Po 2 latach odzyskali łączność z satelitą
Po dwóch latach NASA udało się ponownie nawiązać kontakt z jednym z dwóch satelitów Solar Terrestrial Relations Observatories. Łączność ze STEREO-B została przerwana 1 października 2014 roku. Niedawno, 21 sierpnia, satelita znowu się odezwał.
Bliźniacze satelity STEREO trafiły w przestrzeń kosmiczną w 2006 roku. Ich zadaniem jest badanie koronalnych wyrzutów masy. Satelity zaprojektowały tak, by łączyły się z Ziemią codziennie, a jeśli nie nawiążą kontaktu przez 72 godziny, miały wykonać automatyczny reset. Zaplanowana na dwa lata misja została przedłużona, a to oznaczało, że w pewnym momencie satelity znajdą się po przeciwnej do Ziemi stronie Słońca i przez trzy miesiące nie będą mogły nawiązać z nami kontaktu.

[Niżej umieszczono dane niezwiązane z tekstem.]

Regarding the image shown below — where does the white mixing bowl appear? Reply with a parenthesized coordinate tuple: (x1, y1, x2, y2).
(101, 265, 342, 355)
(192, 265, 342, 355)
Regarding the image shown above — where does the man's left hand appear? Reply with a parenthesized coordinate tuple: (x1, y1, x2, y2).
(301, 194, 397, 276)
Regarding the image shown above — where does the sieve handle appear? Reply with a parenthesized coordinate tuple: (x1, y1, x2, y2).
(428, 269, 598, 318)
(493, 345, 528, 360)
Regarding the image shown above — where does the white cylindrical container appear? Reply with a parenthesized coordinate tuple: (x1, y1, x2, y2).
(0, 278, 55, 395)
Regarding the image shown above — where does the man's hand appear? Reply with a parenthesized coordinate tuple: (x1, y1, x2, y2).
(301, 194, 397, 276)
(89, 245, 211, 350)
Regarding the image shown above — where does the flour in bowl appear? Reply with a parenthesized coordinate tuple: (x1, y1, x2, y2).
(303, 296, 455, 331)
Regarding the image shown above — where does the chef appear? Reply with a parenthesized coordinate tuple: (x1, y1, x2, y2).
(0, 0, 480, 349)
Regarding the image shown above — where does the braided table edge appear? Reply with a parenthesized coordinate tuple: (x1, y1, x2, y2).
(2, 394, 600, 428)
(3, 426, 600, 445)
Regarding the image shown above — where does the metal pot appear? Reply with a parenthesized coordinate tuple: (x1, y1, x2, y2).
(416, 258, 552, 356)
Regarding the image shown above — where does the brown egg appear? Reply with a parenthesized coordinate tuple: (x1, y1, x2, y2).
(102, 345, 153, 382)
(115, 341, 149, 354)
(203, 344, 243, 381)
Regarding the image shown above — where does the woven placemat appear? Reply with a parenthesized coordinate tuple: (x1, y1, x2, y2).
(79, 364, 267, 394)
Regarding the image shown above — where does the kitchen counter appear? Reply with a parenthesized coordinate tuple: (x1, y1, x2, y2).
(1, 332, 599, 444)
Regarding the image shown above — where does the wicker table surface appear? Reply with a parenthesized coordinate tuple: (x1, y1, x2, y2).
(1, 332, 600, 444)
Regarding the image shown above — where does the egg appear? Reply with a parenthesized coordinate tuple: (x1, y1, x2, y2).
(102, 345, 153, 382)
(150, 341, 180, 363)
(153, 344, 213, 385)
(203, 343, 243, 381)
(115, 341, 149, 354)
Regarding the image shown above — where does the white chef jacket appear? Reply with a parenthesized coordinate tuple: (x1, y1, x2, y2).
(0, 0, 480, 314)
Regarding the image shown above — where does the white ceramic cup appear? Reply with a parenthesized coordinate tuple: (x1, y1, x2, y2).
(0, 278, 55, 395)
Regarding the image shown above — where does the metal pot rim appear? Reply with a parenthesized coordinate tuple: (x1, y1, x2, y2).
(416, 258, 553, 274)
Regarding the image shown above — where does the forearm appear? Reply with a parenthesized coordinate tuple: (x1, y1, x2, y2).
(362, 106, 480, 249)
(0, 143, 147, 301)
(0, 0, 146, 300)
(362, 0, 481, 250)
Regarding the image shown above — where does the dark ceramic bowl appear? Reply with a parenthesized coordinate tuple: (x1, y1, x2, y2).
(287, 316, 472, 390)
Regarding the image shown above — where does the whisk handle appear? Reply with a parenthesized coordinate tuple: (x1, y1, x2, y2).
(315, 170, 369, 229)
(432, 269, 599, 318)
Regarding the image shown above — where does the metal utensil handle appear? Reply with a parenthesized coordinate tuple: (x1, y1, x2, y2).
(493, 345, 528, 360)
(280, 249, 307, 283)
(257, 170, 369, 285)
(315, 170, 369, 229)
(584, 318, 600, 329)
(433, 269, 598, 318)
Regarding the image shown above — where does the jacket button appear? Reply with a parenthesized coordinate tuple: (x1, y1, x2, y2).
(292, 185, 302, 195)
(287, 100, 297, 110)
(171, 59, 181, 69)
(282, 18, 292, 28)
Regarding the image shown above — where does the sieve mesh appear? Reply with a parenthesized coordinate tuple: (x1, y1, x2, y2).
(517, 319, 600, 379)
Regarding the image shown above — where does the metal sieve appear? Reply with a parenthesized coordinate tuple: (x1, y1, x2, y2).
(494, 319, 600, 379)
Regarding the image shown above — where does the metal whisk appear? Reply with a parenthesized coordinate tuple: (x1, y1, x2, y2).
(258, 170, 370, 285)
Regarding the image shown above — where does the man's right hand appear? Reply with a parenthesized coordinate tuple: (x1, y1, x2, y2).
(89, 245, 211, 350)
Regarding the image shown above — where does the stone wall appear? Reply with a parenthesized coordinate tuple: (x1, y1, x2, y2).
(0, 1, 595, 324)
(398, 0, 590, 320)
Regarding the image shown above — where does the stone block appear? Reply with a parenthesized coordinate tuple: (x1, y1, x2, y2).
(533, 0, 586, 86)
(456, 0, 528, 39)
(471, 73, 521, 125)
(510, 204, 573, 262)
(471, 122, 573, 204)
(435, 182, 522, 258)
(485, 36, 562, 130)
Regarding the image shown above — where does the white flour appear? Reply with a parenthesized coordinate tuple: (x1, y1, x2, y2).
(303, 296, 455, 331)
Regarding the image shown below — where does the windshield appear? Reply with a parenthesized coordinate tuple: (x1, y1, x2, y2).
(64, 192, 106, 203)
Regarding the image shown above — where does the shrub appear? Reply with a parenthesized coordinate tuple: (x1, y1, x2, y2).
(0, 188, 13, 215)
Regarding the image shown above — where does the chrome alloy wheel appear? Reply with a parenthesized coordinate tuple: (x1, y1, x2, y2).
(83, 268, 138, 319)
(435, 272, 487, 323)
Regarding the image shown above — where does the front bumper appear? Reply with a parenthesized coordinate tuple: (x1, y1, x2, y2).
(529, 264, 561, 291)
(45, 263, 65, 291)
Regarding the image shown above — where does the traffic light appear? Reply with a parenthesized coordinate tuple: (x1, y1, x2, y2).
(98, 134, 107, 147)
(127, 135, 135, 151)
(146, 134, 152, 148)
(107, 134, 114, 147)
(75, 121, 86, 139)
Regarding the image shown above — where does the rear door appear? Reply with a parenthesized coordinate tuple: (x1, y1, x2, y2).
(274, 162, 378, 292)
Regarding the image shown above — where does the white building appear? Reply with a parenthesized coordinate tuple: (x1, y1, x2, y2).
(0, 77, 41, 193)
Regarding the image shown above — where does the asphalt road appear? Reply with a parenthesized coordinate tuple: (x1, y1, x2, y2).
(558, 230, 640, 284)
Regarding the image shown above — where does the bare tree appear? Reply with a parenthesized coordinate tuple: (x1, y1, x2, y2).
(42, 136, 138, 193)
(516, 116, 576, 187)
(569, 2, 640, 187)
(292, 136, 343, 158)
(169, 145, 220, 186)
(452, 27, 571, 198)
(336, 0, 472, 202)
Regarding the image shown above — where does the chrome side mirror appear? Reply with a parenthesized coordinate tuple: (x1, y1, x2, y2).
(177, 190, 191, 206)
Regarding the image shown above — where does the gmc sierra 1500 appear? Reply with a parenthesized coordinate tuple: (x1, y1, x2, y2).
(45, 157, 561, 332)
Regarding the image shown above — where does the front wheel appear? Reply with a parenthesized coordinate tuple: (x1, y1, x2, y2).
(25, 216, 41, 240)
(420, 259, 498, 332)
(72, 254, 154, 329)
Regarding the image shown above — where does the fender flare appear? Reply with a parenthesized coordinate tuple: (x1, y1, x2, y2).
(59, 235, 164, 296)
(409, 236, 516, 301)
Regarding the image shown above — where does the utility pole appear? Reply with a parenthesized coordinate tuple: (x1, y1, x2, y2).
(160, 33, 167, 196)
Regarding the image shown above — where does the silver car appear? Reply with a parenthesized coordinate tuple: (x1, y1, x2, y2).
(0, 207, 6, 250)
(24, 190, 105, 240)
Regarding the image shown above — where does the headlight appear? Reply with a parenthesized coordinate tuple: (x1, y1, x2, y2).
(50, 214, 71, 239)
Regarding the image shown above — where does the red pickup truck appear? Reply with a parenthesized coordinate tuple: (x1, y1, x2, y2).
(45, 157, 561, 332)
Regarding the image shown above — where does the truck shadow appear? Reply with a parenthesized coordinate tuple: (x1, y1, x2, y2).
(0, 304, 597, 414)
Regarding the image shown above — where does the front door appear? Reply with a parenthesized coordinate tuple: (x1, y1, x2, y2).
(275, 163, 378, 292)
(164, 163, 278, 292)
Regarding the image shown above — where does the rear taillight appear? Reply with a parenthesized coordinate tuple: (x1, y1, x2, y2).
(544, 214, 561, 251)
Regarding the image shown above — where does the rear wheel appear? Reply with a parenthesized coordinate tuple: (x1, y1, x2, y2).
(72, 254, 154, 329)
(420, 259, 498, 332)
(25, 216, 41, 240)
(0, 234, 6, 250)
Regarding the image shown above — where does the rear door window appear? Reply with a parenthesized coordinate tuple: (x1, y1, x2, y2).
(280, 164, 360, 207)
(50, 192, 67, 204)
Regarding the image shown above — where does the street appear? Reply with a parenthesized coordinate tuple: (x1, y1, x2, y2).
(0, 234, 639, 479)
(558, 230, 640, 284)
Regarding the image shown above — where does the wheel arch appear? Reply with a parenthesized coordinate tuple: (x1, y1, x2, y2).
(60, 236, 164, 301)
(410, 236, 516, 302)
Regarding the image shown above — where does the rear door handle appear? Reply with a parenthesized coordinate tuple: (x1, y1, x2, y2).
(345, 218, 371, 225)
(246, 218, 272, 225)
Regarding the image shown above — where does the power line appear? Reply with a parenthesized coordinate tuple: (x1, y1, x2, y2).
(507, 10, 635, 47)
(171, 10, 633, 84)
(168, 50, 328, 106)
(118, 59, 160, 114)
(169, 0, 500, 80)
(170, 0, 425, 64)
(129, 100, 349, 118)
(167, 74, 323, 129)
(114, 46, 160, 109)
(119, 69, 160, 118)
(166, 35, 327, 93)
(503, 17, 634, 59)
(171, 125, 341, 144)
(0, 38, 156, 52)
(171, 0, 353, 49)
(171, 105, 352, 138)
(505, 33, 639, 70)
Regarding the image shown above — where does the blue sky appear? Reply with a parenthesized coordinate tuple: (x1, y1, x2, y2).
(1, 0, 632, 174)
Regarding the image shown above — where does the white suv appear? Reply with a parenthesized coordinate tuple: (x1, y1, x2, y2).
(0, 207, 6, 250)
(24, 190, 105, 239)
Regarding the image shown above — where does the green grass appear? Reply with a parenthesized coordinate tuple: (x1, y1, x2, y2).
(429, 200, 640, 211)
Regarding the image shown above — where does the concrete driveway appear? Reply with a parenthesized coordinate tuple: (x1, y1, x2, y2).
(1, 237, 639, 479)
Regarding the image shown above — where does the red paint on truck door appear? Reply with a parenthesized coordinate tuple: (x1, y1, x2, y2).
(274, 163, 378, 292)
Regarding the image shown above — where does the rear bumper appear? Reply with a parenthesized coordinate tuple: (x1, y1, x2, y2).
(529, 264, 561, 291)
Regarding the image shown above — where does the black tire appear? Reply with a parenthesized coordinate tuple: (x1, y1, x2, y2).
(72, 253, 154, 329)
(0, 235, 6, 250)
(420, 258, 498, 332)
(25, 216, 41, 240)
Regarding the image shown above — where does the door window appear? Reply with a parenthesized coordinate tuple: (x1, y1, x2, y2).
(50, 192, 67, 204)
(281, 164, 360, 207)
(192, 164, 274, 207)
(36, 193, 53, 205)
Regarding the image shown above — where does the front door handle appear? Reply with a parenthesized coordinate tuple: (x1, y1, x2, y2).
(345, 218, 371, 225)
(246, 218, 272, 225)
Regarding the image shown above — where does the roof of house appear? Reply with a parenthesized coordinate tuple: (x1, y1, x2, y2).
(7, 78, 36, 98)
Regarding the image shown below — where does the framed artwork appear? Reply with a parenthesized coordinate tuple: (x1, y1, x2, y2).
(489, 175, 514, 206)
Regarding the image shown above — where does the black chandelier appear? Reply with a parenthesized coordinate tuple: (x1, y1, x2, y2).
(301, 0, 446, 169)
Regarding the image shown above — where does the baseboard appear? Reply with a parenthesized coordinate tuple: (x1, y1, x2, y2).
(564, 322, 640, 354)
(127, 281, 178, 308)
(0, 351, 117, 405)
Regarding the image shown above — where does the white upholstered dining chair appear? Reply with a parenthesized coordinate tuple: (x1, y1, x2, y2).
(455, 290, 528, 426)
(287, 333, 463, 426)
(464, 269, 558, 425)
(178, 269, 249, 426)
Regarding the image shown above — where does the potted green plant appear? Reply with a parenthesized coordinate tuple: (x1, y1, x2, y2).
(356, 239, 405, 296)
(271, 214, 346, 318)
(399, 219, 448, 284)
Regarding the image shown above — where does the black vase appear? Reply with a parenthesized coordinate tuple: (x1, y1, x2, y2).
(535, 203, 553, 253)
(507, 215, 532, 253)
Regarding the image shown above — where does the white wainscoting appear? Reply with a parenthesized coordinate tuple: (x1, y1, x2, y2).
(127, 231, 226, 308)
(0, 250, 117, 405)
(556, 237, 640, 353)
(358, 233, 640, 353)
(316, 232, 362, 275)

Wspomnianego już 1 października 2014 roku operatorzy satelitów prowadzili testy, które miały przygotować oba pojazdy na brak łączności z Ziemią, gdy niespodziewanie STEREO-B zamilkł. Specjaliści uważają, że satelita przypadkowo wprowadził się w ruch obrotowy. Jego antena nie była skierowana w stronę Ziemi, a panele słoneczne w stronę Słońca, akumulatory nie były więc nieprzerwanie ładowane. Od czasu utraty łączności nasłuchiwano za pomocą Deep Space Network w nadziei, że STEREO-B się odezwie. W końcu odebrano długo oczekiwany sygnał. Teraz inżynierowie NASA spróbują zdiagnozować przyczyny problemu, odzyskać kontrolę nad satelitą, a gdy to się uda, przeprowadzić niezbędne testy i ocenić stan wszystkich urządzeń.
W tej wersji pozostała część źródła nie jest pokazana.